In most modern media his portrayal as a loyal servant to Nobunaga is generally continued. Such portrayals are in historical drama films and television programs such as Akira Kurosawa's Kagemusha and various Taiga dramas, in novels such as Eiji Yoshikawa's Taiko, in manga such as Hyouge Mono and A Chef of Nobunaga, and in video games such as Samurai Warriors, Sengoku Basara, Onimusha 3: Demon Siege and Pokémon Conquest. He is occasionally portrayed as a woman, for instance in the stage play and anime series Nobunaga the Fool, the tokusatsu series Kamen Rider Gaim, and the mobile game Fate Grand Order. Ranmaru has also been the subject of modern music, such as KAT-TUN's 1582 which is written from the perspective of Mori Ranmaru at the Incident at Honnouji.

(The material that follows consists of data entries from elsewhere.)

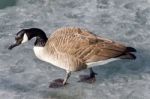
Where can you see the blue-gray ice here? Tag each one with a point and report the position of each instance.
(23, 76)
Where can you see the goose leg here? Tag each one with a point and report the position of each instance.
(60, 82)
(88, 78)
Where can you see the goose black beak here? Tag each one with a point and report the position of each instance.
(12, 46)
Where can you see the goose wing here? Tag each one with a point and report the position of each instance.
(85, 45)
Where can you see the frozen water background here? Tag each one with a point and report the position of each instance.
(23, 76)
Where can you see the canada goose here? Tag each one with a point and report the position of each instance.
(73, 49)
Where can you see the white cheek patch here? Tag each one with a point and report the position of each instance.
(25, 38)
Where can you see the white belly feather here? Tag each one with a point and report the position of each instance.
(44, 56)
(92, 64)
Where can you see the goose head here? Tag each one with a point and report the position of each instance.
(25, 35)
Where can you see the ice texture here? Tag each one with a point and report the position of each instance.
(23, 76)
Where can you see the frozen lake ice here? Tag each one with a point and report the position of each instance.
(23, 76)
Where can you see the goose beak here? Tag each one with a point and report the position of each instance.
(12, 46)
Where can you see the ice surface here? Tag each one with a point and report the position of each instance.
(23, 76)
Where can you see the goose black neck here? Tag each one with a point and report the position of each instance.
(40, 35)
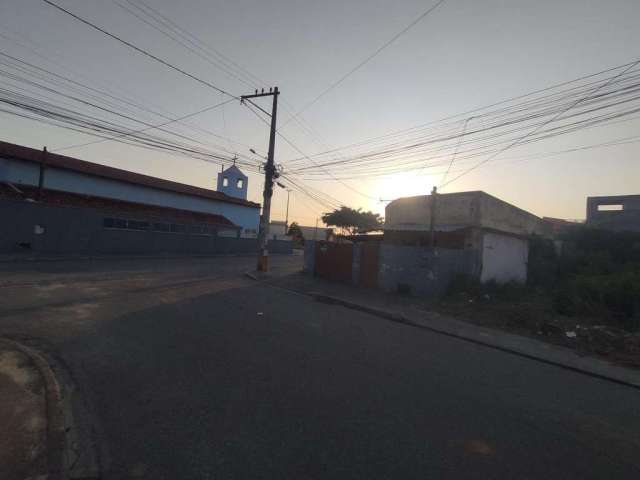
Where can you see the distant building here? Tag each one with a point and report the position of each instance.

There is a character in The Wallflower known as Ranmaru Mori, as well as a character in Pokémon Conquest going by the name of Ranmaru, with his partner Pokémon being Lucario, who serves under Nobunaga's command. There is also a boss in Maplestory sharing the same name. Ranmaru also appears as a minor character in the anime Mirage of Blaze based on the novel series of the name.

Mori Ranmaru also appears as a character in the 2025 entry of the long-running Assassin's Creed video game series, Assassin's Creed: Shadows voiced by Japanese-Canadian voice actor, Liam Kiyoshi Baxter.